For example, a look at immigrant men from Yugoslavia shows that, first, they are positively selected into internal migration within Sweden: those who eventually migrate have a steeper earnings growth by about 30 percent (b = 0.263) even before moving, as compared to those immigrant men from Yugoslavia who stay. Second, while the migration itself distorts the earnings growth they had been experiencing prior to their move, their earnings after migrating are substantially higher. Those who moved to a market with a wider opportunities structure experience a reduction of about 206 percent (b = −1.12) in their earnings following that move (a shift effect). However, since their earnings growth is constantly increasing by about 80 percent per year after migration (b = 0.588), their earnings growth is expected to again be positive in <3 years after their move. Those who move to a narrower opportunities market do even better. They suffer a much smaller shift penalty, but enjoy the same annual rate of increase in their earnings as their counterparts who chose the markets with wider opportunities structures.

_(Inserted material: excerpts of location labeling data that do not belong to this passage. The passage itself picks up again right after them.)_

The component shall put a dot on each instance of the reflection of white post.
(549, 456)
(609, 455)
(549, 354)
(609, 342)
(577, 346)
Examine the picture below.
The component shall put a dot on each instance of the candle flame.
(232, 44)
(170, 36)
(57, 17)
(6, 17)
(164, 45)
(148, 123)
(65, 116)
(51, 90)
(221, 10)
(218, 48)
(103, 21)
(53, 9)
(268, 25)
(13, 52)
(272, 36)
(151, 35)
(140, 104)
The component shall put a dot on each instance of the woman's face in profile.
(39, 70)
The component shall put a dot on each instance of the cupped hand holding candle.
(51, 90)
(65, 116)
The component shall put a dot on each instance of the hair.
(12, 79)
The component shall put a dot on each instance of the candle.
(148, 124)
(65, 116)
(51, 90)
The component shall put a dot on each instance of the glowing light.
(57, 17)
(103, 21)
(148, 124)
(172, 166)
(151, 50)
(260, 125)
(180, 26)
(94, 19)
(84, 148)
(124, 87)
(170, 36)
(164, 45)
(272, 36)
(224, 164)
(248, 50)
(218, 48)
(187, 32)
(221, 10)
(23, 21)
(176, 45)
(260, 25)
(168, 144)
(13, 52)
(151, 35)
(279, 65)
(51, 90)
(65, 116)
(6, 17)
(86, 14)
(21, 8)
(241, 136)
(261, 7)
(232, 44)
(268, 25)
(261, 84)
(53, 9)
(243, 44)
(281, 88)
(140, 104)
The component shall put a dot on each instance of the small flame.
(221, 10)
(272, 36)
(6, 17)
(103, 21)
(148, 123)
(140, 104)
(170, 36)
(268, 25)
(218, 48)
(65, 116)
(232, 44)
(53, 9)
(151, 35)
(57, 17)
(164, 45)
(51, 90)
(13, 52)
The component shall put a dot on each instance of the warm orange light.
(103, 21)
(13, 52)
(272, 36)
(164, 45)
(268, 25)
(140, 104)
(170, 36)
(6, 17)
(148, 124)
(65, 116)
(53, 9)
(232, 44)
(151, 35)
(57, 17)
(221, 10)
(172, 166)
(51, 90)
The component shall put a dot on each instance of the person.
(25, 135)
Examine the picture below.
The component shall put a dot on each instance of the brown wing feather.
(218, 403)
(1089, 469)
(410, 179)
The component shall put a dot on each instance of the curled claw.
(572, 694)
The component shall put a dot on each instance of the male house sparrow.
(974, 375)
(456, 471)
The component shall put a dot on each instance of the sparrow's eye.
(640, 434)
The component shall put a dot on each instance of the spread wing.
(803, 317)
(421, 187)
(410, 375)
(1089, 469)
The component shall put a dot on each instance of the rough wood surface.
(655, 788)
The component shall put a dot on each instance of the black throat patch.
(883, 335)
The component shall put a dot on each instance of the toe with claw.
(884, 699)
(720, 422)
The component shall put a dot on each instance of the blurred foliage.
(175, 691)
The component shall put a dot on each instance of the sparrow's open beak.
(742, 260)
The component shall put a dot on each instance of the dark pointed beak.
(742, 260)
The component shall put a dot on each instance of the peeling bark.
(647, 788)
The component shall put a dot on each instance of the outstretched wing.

Clearly, the effects of internal migration on refugees' earnings growth are substantial. All movers, whether to wider- or narrower-opportunities markets, much accelerated (on average) the rate of their earnings growth. Several factors may explain these high premiums to internal migration. First, as indicated by the positive self-selection coefficients, the movers possess higher-than-average (mainly unobserved) earnings determinants. They belong to a relatively small group (about one-third of all refugees) that is, probably, extremely selective. Second, we estimate their rising earnings slope (“slope premium”) based on the first 7 years after their move. Usually, the steepest rise in such premiums occurs during the initial period right after the move. Therefore, our estimated slope premiums are probably overestimated when the entire working lifetime of the refugees is considered. Finally, many of the movers did not work prior to their move (see Table 2). Consequently, the rise in the movers' earnings is expected to be higher (on average) than that among stayers.
Based on Table 3, we can conclude that most of those refugees, both men and women, that move to markets with wider structures of opportunities experience a negative shift in their earnings immediately after their migration. A few groups moving in a similar direction experience a positive shift in their earnings. When we look at the refugees that move to markets with fewer opportunities, the effects are reversed. Most of the male and one female origin groups enjoy a positive shift in their earnings following such a move.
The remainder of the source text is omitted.